Pitarresi: Jim Rice a baseball rarity
I was writing a story on Jim Rice the other day – he’ll be inducted into the Baseball Hall of Fame Sunday, along with Rickey Henderson and Joe Gordon – and going over some statistics when something jumped out at me.
In 1978, the year he won the American League Most Valuable Player Award, Rice led the league in home runs (46) and triples (15) and about nine other things, as well. Home runs and triples? Who ever did that? I figured that has to be an extreme rarity. Usually power hitters aren’t going to be sprinting full bore for 90 yards to get three bases more than a couple of times a summer.
It turns out, it is indeed a rarity.

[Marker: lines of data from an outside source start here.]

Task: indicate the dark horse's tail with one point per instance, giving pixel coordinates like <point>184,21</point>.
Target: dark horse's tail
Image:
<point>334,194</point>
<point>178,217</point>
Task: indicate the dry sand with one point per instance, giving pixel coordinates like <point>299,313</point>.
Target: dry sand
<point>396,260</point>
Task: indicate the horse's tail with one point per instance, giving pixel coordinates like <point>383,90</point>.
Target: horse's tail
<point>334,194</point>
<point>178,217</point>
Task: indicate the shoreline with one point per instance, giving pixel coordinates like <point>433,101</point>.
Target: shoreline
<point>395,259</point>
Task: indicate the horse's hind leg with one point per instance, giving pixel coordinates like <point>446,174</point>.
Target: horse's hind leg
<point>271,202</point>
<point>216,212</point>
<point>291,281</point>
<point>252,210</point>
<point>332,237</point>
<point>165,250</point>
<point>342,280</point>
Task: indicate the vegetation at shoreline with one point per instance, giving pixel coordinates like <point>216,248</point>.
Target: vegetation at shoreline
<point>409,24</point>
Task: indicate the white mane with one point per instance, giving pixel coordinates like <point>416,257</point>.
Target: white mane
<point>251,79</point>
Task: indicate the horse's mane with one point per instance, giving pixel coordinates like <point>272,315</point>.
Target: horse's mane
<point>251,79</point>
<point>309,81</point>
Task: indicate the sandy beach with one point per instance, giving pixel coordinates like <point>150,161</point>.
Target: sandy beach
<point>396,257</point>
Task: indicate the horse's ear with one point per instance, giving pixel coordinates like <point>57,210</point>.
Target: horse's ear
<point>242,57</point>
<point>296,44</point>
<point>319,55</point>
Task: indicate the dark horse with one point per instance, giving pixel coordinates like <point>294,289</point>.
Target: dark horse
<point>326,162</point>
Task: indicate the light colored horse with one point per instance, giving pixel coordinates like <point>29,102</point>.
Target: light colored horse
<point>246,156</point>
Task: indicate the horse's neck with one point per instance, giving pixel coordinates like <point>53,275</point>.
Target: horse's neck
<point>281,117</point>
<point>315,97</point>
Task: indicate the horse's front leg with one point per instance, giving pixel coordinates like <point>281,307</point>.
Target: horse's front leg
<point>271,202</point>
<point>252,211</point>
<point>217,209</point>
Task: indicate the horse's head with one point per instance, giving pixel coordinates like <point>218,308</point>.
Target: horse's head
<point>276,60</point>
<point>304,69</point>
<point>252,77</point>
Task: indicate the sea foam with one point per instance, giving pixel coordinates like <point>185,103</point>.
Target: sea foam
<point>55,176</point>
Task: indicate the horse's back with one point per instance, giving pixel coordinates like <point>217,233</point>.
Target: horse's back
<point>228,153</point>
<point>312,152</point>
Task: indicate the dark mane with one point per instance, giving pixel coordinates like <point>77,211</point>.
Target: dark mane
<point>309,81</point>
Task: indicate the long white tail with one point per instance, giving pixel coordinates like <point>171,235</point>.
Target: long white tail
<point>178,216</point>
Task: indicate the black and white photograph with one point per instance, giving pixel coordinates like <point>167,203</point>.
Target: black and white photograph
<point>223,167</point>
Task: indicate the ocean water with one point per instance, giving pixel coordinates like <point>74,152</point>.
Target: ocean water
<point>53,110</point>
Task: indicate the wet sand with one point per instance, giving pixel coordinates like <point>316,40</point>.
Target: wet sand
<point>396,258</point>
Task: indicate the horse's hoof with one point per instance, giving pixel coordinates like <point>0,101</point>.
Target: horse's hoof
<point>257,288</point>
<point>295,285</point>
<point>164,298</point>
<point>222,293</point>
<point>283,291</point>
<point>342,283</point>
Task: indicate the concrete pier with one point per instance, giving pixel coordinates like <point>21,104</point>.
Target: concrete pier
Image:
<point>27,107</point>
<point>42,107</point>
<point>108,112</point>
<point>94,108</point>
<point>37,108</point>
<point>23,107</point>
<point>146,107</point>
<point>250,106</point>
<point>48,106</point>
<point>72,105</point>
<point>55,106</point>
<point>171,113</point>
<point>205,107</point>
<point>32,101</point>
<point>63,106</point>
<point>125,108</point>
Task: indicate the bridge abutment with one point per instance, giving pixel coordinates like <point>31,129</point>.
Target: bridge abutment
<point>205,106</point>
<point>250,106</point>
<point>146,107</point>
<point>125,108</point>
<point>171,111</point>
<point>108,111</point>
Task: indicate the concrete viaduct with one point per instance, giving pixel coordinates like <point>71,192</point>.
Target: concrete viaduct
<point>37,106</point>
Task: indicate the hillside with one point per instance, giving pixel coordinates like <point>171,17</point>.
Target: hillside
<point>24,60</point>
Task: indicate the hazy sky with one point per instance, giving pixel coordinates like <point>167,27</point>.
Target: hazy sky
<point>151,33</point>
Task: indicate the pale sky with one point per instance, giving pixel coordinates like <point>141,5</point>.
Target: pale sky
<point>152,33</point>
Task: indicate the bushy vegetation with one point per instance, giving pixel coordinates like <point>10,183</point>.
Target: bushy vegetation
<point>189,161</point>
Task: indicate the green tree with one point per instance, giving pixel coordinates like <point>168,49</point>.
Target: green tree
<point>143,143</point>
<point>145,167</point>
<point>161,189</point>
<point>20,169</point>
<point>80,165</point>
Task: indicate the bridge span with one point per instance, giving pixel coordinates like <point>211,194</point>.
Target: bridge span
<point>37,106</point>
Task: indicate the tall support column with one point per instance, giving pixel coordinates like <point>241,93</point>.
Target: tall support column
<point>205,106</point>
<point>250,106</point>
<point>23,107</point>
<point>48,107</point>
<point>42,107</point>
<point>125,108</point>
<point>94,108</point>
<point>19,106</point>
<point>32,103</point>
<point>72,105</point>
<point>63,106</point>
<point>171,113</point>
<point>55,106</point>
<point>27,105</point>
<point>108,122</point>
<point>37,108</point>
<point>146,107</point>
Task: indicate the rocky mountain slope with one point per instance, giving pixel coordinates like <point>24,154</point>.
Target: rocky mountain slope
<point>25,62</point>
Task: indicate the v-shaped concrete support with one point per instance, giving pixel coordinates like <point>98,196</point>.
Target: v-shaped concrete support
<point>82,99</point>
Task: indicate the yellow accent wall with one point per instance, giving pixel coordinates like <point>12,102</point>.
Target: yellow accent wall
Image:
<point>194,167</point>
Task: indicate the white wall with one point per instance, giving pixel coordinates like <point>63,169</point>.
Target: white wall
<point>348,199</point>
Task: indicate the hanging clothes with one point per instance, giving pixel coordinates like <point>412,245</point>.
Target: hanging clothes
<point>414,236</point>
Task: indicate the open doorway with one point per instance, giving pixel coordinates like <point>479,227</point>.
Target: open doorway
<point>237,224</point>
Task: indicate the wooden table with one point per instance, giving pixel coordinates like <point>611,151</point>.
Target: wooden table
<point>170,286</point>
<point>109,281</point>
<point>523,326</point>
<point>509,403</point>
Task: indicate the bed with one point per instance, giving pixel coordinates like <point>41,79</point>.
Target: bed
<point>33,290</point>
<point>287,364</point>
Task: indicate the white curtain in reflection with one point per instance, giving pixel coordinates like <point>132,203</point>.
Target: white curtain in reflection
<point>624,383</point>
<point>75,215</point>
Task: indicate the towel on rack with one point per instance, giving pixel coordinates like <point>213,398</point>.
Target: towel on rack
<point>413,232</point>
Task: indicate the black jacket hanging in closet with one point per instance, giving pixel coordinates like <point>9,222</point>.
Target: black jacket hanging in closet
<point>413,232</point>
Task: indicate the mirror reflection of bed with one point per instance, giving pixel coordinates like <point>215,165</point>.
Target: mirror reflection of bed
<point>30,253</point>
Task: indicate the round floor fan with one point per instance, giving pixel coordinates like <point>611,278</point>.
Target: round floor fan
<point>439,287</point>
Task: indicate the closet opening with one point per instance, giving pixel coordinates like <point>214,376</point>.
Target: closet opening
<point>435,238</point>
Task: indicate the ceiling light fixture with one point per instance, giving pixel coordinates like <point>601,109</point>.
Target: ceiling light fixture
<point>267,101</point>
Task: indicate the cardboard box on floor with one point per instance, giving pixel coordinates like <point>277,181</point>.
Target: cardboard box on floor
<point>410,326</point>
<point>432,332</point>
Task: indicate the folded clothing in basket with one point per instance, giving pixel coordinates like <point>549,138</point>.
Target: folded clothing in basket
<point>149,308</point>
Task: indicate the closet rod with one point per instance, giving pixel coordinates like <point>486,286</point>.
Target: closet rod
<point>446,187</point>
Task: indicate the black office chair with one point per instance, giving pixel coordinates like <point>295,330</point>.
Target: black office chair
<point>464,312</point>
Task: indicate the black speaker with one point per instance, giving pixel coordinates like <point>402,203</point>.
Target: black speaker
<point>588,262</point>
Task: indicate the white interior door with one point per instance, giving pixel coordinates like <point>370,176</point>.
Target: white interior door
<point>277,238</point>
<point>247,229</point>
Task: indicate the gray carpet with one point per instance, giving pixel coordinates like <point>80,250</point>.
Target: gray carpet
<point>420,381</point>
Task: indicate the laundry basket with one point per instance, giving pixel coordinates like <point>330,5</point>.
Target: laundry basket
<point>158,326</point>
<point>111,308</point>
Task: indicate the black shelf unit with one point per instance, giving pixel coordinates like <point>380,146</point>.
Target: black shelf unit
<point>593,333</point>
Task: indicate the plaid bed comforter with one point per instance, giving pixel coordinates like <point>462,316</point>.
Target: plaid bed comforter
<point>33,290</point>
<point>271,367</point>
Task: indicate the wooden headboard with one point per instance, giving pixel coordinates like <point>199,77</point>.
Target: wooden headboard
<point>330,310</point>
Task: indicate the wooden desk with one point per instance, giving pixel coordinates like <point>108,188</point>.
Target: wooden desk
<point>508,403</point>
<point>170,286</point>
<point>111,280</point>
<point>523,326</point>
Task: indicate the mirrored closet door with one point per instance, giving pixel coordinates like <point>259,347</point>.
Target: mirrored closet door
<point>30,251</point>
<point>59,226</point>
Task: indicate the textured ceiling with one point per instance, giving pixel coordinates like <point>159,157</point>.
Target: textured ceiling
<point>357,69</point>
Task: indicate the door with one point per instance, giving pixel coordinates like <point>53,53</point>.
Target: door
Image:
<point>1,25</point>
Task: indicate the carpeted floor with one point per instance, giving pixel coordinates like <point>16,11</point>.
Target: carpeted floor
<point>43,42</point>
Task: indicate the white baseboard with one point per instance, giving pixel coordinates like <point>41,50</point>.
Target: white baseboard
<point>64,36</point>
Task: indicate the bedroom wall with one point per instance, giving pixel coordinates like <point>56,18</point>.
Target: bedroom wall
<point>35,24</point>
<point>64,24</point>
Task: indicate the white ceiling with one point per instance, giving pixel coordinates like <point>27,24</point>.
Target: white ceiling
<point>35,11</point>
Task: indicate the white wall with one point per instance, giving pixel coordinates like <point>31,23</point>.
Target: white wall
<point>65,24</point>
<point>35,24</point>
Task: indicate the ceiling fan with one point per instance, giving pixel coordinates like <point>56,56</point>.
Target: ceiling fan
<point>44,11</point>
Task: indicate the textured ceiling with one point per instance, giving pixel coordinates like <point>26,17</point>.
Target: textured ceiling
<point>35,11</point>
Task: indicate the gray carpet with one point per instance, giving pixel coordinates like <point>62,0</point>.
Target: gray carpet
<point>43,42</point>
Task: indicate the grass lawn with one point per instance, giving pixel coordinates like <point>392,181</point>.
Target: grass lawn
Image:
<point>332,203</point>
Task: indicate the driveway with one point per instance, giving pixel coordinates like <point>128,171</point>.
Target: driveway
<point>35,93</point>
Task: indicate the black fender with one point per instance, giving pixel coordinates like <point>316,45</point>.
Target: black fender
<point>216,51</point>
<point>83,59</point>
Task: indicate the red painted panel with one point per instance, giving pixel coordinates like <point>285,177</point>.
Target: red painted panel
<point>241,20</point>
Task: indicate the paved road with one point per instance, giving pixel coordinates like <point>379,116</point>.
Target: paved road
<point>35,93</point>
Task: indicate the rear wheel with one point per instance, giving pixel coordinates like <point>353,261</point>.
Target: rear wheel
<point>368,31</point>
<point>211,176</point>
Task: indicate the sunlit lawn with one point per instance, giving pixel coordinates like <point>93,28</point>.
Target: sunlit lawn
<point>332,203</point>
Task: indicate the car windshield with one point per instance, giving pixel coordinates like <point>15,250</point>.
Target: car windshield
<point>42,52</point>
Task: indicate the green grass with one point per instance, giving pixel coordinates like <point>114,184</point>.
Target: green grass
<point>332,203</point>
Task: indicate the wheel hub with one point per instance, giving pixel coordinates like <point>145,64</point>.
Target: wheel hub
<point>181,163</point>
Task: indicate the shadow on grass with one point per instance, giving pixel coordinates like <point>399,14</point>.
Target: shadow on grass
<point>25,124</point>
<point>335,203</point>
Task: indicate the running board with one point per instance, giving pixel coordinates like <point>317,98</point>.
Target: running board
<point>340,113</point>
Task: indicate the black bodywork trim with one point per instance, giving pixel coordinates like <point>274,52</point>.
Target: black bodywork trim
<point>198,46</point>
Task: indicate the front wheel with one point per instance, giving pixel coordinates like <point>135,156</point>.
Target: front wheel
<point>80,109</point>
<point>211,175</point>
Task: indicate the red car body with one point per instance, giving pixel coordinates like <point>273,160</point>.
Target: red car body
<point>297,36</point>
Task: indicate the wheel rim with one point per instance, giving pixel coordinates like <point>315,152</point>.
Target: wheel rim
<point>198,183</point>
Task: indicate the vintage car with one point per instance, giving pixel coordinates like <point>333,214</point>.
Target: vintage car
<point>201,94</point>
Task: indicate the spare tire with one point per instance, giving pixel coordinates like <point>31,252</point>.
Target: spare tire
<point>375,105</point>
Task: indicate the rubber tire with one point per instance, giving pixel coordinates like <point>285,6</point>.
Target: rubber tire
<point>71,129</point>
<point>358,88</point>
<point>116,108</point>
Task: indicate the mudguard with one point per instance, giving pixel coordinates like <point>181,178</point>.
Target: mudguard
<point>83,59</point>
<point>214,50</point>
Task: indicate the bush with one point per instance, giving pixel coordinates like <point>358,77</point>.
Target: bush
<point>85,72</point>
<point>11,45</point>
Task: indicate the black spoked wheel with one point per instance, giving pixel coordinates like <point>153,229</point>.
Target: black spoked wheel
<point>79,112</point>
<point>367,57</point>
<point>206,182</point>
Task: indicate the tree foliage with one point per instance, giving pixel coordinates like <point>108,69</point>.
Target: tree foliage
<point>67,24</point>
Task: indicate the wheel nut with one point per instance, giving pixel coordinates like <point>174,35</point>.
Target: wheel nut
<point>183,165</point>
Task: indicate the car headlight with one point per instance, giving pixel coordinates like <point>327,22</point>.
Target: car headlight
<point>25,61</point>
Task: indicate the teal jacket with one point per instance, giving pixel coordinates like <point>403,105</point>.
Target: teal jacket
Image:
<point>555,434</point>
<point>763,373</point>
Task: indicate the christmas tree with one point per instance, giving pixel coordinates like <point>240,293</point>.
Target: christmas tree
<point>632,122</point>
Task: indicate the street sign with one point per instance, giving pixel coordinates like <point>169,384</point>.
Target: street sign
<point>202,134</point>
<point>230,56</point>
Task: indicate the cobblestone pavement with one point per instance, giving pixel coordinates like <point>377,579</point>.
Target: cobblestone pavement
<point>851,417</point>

Beyond that, Rice is a member of a triumvirate of hitters who have done something even more rare.
Craig Muder, my former boss as sports editor of The Observer-Dispatch and now director of communications for the Hall of Fame, provided me with a list of players who have led their leagues in homers and triples in the same year. It’s a short one. There are two guys on it I should have expected. Mickey Mantle led the American League with 11 triples and 37 homers in 1955, and Willie Mays led the National League with 13 triples and 51 home runs the same year.
The others? Jim Bottomley led the NL with 20 triples and 31 homers in 1928. He really is the only other “modern” player to have done so. The others were Harry Stovey (NL, 1880, 14 triples, 6 homers); Tip O’Neill (American Association, 1887, 19 triples, 14 homers); Harry Stovey (NL, 1891, 20 triples, 16 homers); Tommy Leach (NL, 1902, 22 triples, 6 homes), and Harry Lumley (NL, 1904, 18 triples, 9 homers).
But Craig passed on one more stunning stat. Only three players in the 130-plus history of big league baseball have led their leagues in home runs, triples, AND RBIs. O’Neill and Bottomley are two. Rice is the other. He had 139 RBIs in 1978. If you hit a lot of home runs you’ll have a lot of RBIs, but still, to lead the league in triples, homers and RBIs in the same year? Well, again, only three guys have done it, which shows you something about the talents of Jim Rice.